Politique

Nouveau "plan ventilation" contre les virus : les lieux publics (théâtres, Horeca, fitness, etc) auront un cadre légal à respecter

04 avr. 2022 à 08:13 - mise à jour 04 avr. 2022 à 16:11Temps de lecture3 min
Par Jean-François Noulet, avec T.D Quash et B. Hupin

Le gouvernement fédéral s’est mis d’accord sur un nouveau plan de ventilation pour tous les lieux publics intérieurs, comme le révèle De Morgen ce lundi. Les théâtres, les cinémas, les établissements Horeca ou les salles de fitness, par exemple, devront mesurer la qualité de l’air et communiquer l’information. Il est aussi question d’imposer une analyse de risque aux gestionnaires de lieux publics. L’objectif du gouvernement est de rendre les lieux publics situés à l’intérieur plus sûrs. Après le Covid Safe Ticket, voici donc les "Covid Safer Places", des lieux plus sûrs.

Les gens passent en moyenne 85% de leur temps à l’intérieur : mesure du Co2 obligatoire

Le gouvernement, explique De Morgen, est parti d’un constat. Les gens passent 85% de leur temps à l’intérieur. La pandémie de Covid-19 a permis de tirer des leçons. Bénéficier d’un air intérieur sain est désormais considéré comme une nécessité et un moyen efficace de limiter la propagation du virus dans un lieu fermé.

Adopter des normes pour assurer une meilleure qualité de l’air dans ces lieux apparaît donc, pour le gouvernement et le ministre de la Santé, comme un moyen de limiter à l’avenir la propagation du virus du Covid, mais aussi celle d’autres maladies telles que la grippe.

Les lieux publics fermés vont ainsi être obligés de surveiller la qualité de leur air. "12 mois après l’entrée en vigueur de la loi, il y aura une obligation d’installer un appareil de mesure du Co2", indique Frank Vandenbroucke à la RTBF.

Appareil de mesure du Co2 dans un premier temps, certification dans un deuxième temps

Outre l’installation de détecteurs de Co2, les exploitants de lieux publics devront aussi passer par une étape "de certification et de labellisation", explique Frank Vandenbroucke. L’idée est d’être "transparent sur la qualité de l’air intérieur qui peut être atteinte dans une infrastructure", explique Frank Vandenbroucke. Cela "sur base volontaire jusqu’en 2024. A partir de 2025, le système de labellisation et de certification sera obligatoire", affirme aujourd’hui Frank Vandenbroucke. Les exploitants devront donc informer leur clientèle et leur public de ce qu’ils font pour assurer la ventilation.

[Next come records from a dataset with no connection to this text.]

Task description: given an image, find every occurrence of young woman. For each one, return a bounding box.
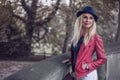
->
[71,6,106,80]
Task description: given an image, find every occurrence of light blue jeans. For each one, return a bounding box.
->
[80,70,98,80]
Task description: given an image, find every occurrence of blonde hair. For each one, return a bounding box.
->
[71,15,96,46]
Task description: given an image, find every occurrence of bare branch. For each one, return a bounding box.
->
[33,27,48,42]
[21,0,30,13]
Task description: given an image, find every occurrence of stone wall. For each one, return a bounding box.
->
[4,44,120,80]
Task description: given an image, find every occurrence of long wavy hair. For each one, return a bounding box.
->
[71,15,96,46]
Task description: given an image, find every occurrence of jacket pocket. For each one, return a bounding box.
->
[76,61,87,72]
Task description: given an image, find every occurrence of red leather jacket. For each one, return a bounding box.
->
[72,34,106,78]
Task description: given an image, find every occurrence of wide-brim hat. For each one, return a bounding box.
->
[76,6,98,21]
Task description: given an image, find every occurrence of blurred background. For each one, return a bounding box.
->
[0,0,120,79]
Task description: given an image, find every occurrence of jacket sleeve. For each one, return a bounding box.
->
[88,35,106,70]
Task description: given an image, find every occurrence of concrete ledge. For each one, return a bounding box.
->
[4,54,69,80]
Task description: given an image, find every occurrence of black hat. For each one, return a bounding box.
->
[76,6,98,21]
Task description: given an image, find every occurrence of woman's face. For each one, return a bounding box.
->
[82,13,94,29]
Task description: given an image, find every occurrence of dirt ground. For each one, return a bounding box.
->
[0,60,36,80]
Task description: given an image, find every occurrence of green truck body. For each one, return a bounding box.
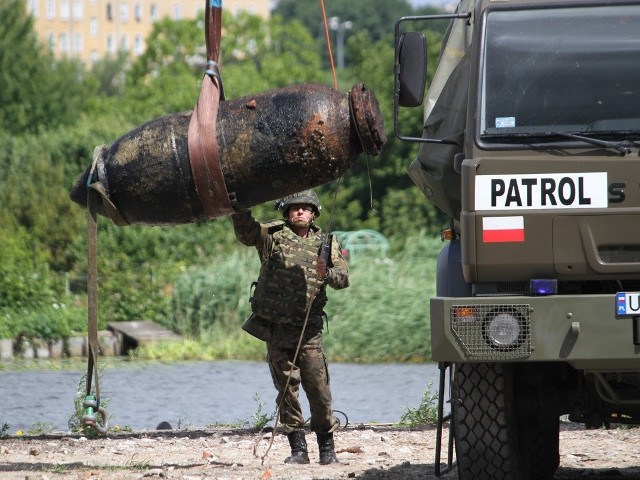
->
[395,0,640,480]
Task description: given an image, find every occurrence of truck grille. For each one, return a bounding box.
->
[450,304,532,361]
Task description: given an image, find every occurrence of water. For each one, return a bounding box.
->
[0,361,439,434]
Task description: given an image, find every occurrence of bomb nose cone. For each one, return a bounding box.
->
[349,83,387,156]
[69,167,91,207]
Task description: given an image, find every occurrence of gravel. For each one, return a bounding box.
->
[0,424,640,480]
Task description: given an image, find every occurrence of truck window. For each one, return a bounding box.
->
[479,4,640,143]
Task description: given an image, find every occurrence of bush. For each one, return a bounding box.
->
[325,235,442,362]
[173,248,260,338]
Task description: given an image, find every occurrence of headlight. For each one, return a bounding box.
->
[484,313,522,350]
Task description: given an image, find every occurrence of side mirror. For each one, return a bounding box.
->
[396,32,427,107]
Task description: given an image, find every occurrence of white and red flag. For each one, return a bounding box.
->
[482,216,524,243]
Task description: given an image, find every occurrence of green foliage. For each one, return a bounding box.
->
[135,235,441,362]
[173,249,260,338]
[399,382,438,427]
[325,234,441,362]
[236,392,275,430]
[0,211,53,312]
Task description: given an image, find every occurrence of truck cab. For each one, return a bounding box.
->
[394,0,640,480]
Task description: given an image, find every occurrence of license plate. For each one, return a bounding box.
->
[616,292,640,316]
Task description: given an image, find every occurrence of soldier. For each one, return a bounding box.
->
[231,190,349,465]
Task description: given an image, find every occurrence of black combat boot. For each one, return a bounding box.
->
[284,430,309,463]
[317,433,340,465]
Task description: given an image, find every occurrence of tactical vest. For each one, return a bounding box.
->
[251,222,327,325]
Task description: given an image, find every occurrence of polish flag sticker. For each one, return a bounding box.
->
[482,216,524,243]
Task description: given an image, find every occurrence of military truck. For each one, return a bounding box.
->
[394,0,640,480]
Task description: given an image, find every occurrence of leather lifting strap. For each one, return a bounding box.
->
[187,0,235,218]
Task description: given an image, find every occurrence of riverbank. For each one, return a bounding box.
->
[0,424,640,480]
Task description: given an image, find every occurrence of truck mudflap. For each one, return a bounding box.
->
[430,294,640,371]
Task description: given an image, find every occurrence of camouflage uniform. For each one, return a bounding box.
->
[231,212,349,434]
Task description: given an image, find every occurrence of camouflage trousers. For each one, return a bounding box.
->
[267,323,340,434]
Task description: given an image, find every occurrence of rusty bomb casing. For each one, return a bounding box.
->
[71,84,386,225]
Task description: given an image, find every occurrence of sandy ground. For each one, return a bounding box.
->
[0,425,640,480]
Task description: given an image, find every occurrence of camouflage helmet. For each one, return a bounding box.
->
[276,190,322,217]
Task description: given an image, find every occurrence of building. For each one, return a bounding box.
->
[26,0,271,65]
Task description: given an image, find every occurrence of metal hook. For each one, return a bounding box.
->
[82,395,109,435]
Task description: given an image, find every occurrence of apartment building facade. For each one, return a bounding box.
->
[27,0,271,65]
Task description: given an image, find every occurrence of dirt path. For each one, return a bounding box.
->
[0,425,640,480]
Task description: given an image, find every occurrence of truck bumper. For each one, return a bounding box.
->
[431,294,640,372]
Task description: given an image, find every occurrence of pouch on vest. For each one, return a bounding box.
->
[242,313,271,342]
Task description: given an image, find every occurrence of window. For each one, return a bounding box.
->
[60,0,71,20]
[73,0,84,22]
[47,0,56,20]
[133,34,144,55]
[47,32,56,52]
[58,33,69,53]
[28,0,40,18]
[120,2,129,23]
[73,32,84,53]
[173,3,182,20]
[107,33,116,53]
[89,17,98,38]
[480,3,640,141]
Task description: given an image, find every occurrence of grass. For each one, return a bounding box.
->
[399,382,438,427]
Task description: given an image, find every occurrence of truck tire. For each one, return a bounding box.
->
[453,363,523,480]
[453,363,560,480]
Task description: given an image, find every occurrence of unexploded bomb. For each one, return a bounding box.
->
[71,84,386,225]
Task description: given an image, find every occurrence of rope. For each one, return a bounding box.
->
[320,0,338,90]
[82,147,108,434]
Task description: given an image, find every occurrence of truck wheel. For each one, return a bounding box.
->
[453,363,560,480]
[453,363,527,480]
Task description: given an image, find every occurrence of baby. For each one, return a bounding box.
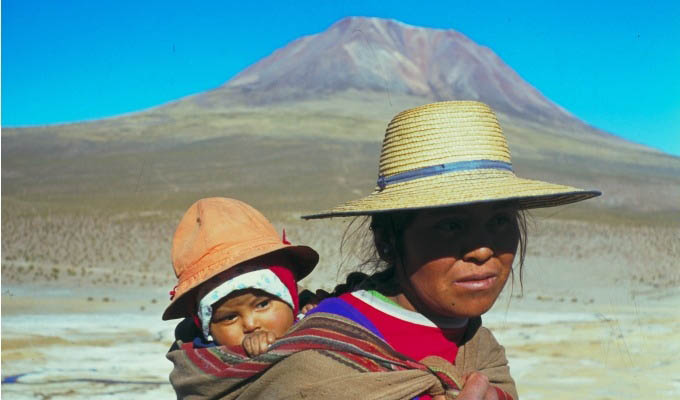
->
[163,198,319,357]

Avec ce plan ventilation et ce système de certification et de labellisation, les exploitants d’infrastructures accessibles au public devront-ils respecter des normes ? Dans son article, De Morgen faisait état d’un système de normes de concentration de Co2, de 900 ppm ou 1200 ppm. Ce lundi, à la RTBF, Frank Vandenbroucke explique que "jusqu’ici, l’idée n’est pas du tout d’imposer des normes et, par exemple dire que vous devez obtenir une telle qualité précise".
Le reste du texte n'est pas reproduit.